We granted Montclair’s petition for certification, 168 N.J. 289, 773 A.2d 1153 (2001), and now reinstate the trial court’s grant of summary judgment in favor of Montclair.

[488]*488II

“ ‘In the interpretation of a statute our overriding goal has consistently been to determine the Legislature’s intent.’ ” Young v. Schering Corp., 141 N.J. 16, 25, 660 A.2d 1153 (1995) (quoting Roig v. Kelsey, 135 N.J. 500, 515, 641 A.2d 248 (1994)). As a general rule, that process begins with an examination of the plain language of the statute. Hubbard v. Reed, 168 N.J. 387, 392, 774 A.2d 495 (2001); State v. Butler, 89 N.J. 220, 226, 445 A.2d 399 (1982). Where a statute is clear and unambiguous on its face and admits of only one interpretation, a court must infer the Legislature’s intent from the statute’s plain meaning. V.C. v. M.J.B., 163 N.J. 200, 217, 748 A.2d 539, cert. denied, 531 U.S. 926, 121 S.Ct. 302, 148 L.Ed.2d 243 (2000); Franklin Tower One v. N.M., 157 N.J. 602, 613, 725 A.2d 1104 (1999). A court may neither rewrite a plainly-written enactment of the Legislature nor presume that the Legislature intended something other than that expressed by way of the plain language. State v. Afanador, 134 N.J. 162, 171, 631 A.2d 946 (1993); State v. Wright, 107 N.J. 488, 495, 527 A.2d 379 (1987). “[W]e need delve no deeper than the act’s literal terms to divine the Legislature’s intent.” Butler, supra, 89 N.J. at 226, 445 A.2d 399.

In the present appeal, we are called on to interpret the scope of charitable immunity as set forth in the CIA. First recognized in this State in 1925, D’Amato v. Orange Memorial Hospital, 101 N.J.L. 61, 127 A. 340 (E. & A.1925), charitable immunity is grounded in the common law principle that

it would be contrary to the interests of society that funds dedicated to a charitable use be permitted to be diverted or diminished by the payment of judgments resulting from the torts of agents, servants or employees of the organization or institution administering the charity where suit is instituted by the beneficiary of the charity.
[Jones v. St. Mary’s Roman Catholic Church, 7 N.J. 533, 537, 82 A.2d 187 (1951).]
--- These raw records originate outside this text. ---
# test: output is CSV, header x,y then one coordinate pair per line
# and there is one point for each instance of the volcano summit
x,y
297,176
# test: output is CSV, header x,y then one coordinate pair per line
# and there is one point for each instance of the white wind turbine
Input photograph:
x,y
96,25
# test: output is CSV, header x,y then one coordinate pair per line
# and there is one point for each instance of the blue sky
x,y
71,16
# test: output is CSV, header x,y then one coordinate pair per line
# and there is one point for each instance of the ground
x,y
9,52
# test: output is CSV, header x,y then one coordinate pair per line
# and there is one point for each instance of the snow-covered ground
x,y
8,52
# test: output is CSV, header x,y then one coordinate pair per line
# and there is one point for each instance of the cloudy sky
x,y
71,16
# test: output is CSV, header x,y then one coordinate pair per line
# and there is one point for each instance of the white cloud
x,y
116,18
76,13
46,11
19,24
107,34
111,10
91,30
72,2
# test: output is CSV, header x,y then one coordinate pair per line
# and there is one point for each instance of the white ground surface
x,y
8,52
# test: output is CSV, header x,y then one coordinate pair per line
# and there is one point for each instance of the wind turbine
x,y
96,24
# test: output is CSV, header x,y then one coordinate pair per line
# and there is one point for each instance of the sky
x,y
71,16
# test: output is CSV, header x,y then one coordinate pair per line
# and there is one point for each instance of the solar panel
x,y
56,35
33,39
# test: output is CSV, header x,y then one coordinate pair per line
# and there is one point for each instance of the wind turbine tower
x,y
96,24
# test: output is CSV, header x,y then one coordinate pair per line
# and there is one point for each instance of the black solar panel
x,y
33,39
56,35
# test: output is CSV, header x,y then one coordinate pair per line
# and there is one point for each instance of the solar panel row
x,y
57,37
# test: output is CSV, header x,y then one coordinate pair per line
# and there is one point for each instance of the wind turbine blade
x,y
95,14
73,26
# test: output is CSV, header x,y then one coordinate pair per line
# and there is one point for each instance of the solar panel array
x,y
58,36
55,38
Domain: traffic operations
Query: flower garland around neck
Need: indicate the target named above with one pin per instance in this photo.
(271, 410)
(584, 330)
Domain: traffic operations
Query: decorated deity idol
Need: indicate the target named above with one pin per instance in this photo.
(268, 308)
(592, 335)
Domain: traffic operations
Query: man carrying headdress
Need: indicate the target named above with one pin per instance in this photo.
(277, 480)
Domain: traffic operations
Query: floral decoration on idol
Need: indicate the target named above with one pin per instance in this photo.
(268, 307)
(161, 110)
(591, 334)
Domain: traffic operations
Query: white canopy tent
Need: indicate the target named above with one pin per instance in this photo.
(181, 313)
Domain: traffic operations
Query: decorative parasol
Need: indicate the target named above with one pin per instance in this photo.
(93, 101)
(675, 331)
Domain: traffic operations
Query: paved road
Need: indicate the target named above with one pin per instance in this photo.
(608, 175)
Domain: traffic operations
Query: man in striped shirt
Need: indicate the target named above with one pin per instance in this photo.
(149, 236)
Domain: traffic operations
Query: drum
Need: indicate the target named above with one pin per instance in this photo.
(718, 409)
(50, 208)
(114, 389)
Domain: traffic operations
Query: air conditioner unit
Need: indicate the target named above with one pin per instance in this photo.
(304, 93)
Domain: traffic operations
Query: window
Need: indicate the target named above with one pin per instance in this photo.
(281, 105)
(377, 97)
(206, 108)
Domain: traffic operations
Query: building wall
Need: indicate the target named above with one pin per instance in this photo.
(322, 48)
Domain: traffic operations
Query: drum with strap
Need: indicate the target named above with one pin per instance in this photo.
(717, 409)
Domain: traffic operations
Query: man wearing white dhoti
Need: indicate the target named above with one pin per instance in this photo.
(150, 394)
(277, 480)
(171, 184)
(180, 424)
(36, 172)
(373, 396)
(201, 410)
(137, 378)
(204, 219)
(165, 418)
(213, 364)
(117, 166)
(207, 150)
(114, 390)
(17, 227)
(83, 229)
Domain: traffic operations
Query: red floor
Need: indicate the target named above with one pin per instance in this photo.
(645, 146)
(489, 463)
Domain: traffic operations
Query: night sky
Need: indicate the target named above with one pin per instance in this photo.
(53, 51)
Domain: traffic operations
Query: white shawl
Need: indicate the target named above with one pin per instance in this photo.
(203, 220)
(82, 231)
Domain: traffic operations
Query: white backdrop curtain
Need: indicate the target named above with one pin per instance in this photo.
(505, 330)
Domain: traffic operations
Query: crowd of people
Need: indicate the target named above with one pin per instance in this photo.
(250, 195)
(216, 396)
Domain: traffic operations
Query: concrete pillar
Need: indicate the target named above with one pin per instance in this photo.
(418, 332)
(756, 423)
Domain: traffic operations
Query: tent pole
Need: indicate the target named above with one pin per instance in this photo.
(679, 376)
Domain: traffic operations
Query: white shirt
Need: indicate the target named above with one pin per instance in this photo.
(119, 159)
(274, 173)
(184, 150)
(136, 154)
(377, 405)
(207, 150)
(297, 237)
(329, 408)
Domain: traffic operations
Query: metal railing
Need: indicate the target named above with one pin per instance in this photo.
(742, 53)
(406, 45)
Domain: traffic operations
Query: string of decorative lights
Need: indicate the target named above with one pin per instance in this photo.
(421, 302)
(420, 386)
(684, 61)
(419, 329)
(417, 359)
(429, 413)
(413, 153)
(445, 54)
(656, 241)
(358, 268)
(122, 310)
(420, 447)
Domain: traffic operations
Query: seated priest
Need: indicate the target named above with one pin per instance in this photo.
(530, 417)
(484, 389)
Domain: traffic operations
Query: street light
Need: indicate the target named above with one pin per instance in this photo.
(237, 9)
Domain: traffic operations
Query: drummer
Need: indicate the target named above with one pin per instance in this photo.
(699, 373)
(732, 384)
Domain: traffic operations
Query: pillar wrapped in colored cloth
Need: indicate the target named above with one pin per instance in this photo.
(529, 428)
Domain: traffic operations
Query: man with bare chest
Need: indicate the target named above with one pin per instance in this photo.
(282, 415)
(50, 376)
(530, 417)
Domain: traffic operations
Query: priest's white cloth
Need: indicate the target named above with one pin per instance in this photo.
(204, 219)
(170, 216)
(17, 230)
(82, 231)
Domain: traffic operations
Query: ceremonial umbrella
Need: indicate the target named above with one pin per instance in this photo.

After the doctrine fell into “disfavor as a matter of public policy,” Schultz v. Roman Catholic Archdiocese of Newark, 95 N.J. 530, 536, 472 A.2d 531 (1984), this Court abolished it in 1958. Benton [489]*489v. Y.M.C.A., 27 N.J. 67, 69, 141 A.2d 298 (1958); Collopy v. Newark Eye & Ear Infirmary, 27 N.J. 29, 89, 141 A.2d 276 (1958); Dalton v. St. Luke’s Catholic Church, 27 N.J. 22, 24, 141 A.2d 273 (1958). In response, the Legislature adopted the CIA, reinstating “the common law doctrine as it had been judicially defined by the courts of this State.” Wiklund v. Presbyterian Church of Clifton, 90 N.J.Super. 335, 338, 217 A.2d 463 (Cty.Ct.1966) (citing Anasiewicz v. Sacred Heart Church, 74 N.J.Super. 532, 535, 181 A.2d 787 (App.Div.), certif. denied, 38 N.J. 305, 184 A.2d 419 (1962)).